28.09.2014

Keine Bügel wegen »Fahrradleichen«?

Von: Klaus Holst

Möglicher Fehlgebrauch verhindert Abstellplätze – oder: peinliche Ausreden der Tiefbauabteilung

Es könnten Schrotträder am Bügel stehen ...
Es könnten Schrotträder am Bügel stehen ...

Das mediale Sommerloch wurde in den letzten Jahren gern mit Berichten über Fahrrad-Rambos und Kampfradler gefüllt. Dieses Jahr war das anders: Das Hamburger Abendblatt überschlug sich mit Berichten über neue Fahrradstreifen und Fahrradstraßen, und der autofahrende Leser wurde ausführlich über die Fahrrad-Sternfahrt und Critical-Mass-Verabredungen informiert. Rundum zeigte man Verständnis für die Anliegen der Radfahrer. Wenn man dem Hamburger Abendblatt glauben darf, hat Hamburg die Absicht, Kopenhagen in Sachen Fahrradfreundlichkeit zu überholen. In den Behörden scheint jedoch diese Absicht noch nicht angekommen zu sein, was das folgende »Erlebnis« beweist:

Als Verwalter eines Mietshauses in einer ruhigen Straße in Alsterdorf wollte ich meinen Mietern ein paar Fahrradparkplätze vor ihrer Haustür verschaffen. Dort befindet sich zwischen den Baumschutzbügeln zweier Straßenbäume eine asphaltierte, ca. 4,5 m lange Fläche, die sich dafür gut eignen würde.

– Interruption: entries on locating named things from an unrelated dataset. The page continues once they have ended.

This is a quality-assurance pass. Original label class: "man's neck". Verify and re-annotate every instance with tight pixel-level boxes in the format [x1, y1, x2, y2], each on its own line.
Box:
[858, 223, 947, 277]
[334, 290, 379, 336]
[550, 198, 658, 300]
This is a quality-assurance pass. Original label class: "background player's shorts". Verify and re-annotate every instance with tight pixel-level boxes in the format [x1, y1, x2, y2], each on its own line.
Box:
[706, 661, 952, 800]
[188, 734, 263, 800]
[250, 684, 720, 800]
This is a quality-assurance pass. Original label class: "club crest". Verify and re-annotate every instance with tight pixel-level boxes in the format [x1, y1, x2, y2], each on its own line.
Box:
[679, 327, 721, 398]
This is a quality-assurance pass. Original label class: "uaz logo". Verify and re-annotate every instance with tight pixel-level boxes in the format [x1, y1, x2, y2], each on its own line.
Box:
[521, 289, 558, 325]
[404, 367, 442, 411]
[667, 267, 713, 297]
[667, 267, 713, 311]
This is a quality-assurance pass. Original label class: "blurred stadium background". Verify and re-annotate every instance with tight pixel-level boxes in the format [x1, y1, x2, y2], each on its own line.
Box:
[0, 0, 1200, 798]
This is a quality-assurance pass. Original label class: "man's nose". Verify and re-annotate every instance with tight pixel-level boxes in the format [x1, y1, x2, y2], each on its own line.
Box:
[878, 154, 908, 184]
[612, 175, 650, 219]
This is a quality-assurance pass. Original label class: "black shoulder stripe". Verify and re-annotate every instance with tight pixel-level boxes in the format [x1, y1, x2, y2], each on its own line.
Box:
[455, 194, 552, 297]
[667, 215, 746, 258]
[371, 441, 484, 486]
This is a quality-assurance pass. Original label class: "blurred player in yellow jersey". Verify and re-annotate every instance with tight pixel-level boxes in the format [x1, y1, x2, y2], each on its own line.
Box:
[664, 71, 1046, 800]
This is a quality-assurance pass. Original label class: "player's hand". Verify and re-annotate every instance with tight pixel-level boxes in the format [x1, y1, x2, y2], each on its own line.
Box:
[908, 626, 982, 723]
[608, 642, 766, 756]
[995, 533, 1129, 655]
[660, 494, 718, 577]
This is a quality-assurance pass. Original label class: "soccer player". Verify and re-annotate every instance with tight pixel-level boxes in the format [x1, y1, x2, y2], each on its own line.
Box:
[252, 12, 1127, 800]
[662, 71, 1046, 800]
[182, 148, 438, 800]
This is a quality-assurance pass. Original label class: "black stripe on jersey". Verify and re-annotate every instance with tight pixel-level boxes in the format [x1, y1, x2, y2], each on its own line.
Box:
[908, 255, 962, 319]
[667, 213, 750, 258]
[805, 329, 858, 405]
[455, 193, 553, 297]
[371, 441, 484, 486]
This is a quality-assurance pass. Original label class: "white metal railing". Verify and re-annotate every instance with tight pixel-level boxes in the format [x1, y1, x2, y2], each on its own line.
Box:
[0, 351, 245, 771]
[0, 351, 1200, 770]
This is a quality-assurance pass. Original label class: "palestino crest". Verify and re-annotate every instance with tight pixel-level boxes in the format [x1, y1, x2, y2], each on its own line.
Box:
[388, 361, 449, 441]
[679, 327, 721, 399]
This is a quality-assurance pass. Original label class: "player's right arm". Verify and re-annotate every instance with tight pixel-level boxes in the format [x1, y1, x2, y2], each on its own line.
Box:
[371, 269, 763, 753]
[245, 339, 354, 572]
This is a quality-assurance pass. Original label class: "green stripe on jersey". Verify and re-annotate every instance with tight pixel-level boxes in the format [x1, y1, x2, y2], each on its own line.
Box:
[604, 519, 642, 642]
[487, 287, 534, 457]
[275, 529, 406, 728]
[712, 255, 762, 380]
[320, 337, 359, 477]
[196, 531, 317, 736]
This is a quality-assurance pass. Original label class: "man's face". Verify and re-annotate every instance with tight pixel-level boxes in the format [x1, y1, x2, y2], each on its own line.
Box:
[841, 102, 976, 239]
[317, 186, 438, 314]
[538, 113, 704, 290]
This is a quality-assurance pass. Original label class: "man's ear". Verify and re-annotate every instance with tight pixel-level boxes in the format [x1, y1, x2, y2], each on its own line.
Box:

Allerdings wird diese Fläche von Kleinwagen der Größe Smart gelegentlich zum Parken benutzt. Doch wenn auf der Straße unmittelbar daneben ein weiteres Auto parkt, kann der Smart seinen Parkplatz nur über den Gehweg verlassen.

Meine Anfrage an das Bezirksamt brachte mir eine Erlaubnis zur Sondernutzung nach § 19 Abs. 1 HWG zur Aufstellung von drei Fahrradbügeln für fünf Jahre ein. Die Kosten der Aufstellung von 250-300 Euro pro Bügel sollte ich übernehmen. So weit, so gut.

Diese oder jene Begründung

Bei der Abstimmung mit dem Tiefbauamt hieß es jedoch, auf einen (Auto-)Parkplatz könne man dort nicht verzichten und wies mein Anliegen zurück. Eine zweite Anfrage meinerseits blieb unbeantwortet. Bei einem dritten Anlauf erhielt ich erneut eine Absage, allerdings mit einer ganz anderen Begründung: Man könne meinem Wunsch nach Fahrradbügeln nicht nachkommen, denn »angeschlossene Räder werden an den Bügeln oft sich selbst überlassen und die Stadt Hamburg hat dann Probleme, die Besitzer ausfindig zu machen, damit diese ihre nicht mehr verkehrstüchtigen Fahrräder entfernen. Die Kosten muss dann der Steuerzahler übernehmen.«

Damit war auch mein dritter Versuch gescheitert. Mit der hier gegebenen Begründung dürfte allerdings kein Laternenpfahl, kein Verkehrsschild und kein Baumschutzbügel aufgestellt werden, weil man daran ja sein Fahrrad anschließen und auf diese Art entsorgen könnte ...

Eine Frage zum Schluss: Will der Senat ernsthaft mehr für die Radfahrer tun oder ist das nur vorgezogenes Wahlkampfgrummeln?